During the following weeks, agent Lyndon Brett and Sedgemoor’s own Valuer Tim Mander worked hard to put the case for acceptance of the Jazz Cafe and to interpret the Policy more flexibly. At the same time Sedgemoor’s Planning Officers stuck to their guns and continued to recommend refusal on the basis of the application being ‘contrary to policy D13’.

“At this stage the position of the ward members was crucial and ourrefusal to accept the Planning Officers decision meant that the application had to come back to the full Development Committee for a vote.” Said Cllr Smedley “This meant the applicants could resubmit and be supported by the marketing information report which clearly demonstrated why this Jazz Cafe should be supported in this instance.”

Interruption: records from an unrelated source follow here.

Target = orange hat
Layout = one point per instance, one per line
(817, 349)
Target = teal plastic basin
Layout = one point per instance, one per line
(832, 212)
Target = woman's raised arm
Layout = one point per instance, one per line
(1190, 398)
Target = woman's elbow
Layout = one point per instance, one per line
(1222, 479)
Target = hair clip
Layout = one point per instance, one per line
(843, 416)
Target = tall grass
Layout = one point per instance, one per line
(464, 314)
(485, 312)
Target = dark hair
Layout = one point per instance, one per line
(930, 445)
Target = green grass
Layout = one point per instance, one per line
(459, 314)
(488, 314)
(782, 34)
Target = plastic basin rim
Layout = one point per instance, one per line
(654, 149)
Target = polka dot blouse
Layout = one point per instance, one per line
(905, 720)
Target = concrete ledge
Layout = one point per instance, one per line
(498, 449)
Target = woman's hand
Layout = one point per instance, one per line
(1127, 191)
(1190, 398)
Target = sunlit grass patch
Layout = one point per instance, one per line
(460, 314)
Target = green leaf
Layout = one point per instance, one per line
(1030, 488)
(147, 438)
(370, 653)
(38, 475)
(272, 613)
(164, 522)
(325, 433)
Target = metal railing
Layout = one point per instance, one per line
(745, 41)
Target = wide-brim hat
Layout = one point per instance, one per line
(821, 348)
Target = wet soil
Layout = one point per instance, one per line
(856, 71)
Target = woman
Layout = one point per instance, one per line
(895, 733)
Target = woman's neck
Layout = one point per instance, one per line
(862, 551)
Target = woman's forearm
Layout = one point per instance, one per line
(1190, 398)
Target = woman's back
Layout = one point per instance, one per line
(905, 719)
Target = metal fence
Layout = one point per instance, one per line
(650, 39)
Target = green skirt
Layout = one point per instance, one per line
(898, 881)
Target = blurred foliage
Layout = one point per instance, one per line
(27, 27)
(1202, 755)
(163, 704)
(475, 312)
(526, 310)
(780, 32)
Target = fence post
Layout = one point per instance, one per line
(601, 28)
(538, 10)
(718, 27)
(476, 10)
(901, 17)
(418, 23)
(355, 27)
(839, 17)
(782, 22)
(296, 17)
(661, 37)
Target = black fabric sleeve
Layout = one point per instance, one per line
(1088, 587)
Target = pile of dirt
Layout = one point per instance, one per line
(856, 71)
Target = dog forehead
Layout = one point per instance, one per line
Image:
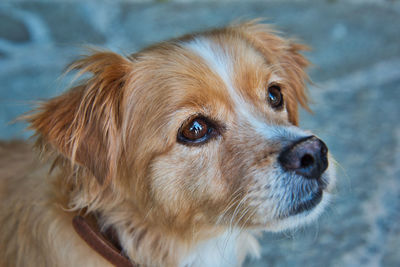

At the committee meeting of 26th November Lyndon Brett presented a full report including the complete marketing history, listing why all the other sites weren’t suitable and why it was crucial not to have yet another town centre void. A Bridgwater Retail Initiative report showed that while the National average for voids was 14% Bridgwater was on 16%. Lyndon Brett added “the evidence clearly shows that the Council’s policy on controlling uses within the High Street is not working, nor is it advancing the BRI initiative to revitalise the Town Centre.”

Knocking on Tesco’s door

Lyndon Brett also pointed to the knock on effect of the Tesco Northgate development and the resulting pressure on the Town Centre where “retail space would be limited” in comparison to what would be on offer next to Tesco’s .

Cllr Brian Smedley
Cllr Brian Smedley

Cllr Smedley added, “The key to the problem now is that Tesco has changed the ballgame for the Town Centre and to expect sizeable High street retailers to even look at an area with diminishing footfall and without the floor space required means we need to adapt our policy to encourage a more mixed and experimental use of what space we have and that the worse thing we can do is leave them empty so that they get eventually end up as bookies or charity shops. The main worry now is that retailers will leave the centre for edge of town locations- a prime example of this recently is Argos. This ‘doughnut effect’ is a reality and we have to find ways to reverse it or we’ll just have a massive hole in the middle.”

Whilst Planning officers continued to hold out for an outright rejection based on the rigid application of D13 even they began to offer a way out by pointing to 3 key exceptions 1)that the property had been marketed but with no success 2)that there were no other suitable sites in the Town Centre and 3) Policy D11 could be met which supported a diverse town centre economy.

The 15 Committee members from all over Sedgemoor District debated the pro’s and cons of the case and ended up split 7.7 leaving Chairman Bob Filmer (Con, Brent Knoll) to cast his second and deciding vote, rejecting the Jazz Cafe.

We Better Talk This Over

“To say people were angry is an understatement. SRL promotions already make a big contribution to the cultural life of this town and were prepared to take a big risk to support our town centre and members rejected this in favour of an empty shop and a failing policy.” Said Cllr Smedley “Social media instantly went viral with people expressing outrage at the Council’s decision, setting up petitions and urging SRL to resubmit and not accept the verdict”.

Cllr Smedley has urged SRL to resubmit and has called on the Corporate Scrutiny committee, of which he is the Chairman, to urgently look at Sedgemoors Town Centre Planning policy to ensure it is fit for purpose in the new circumstances that Bridgwater finds itself in.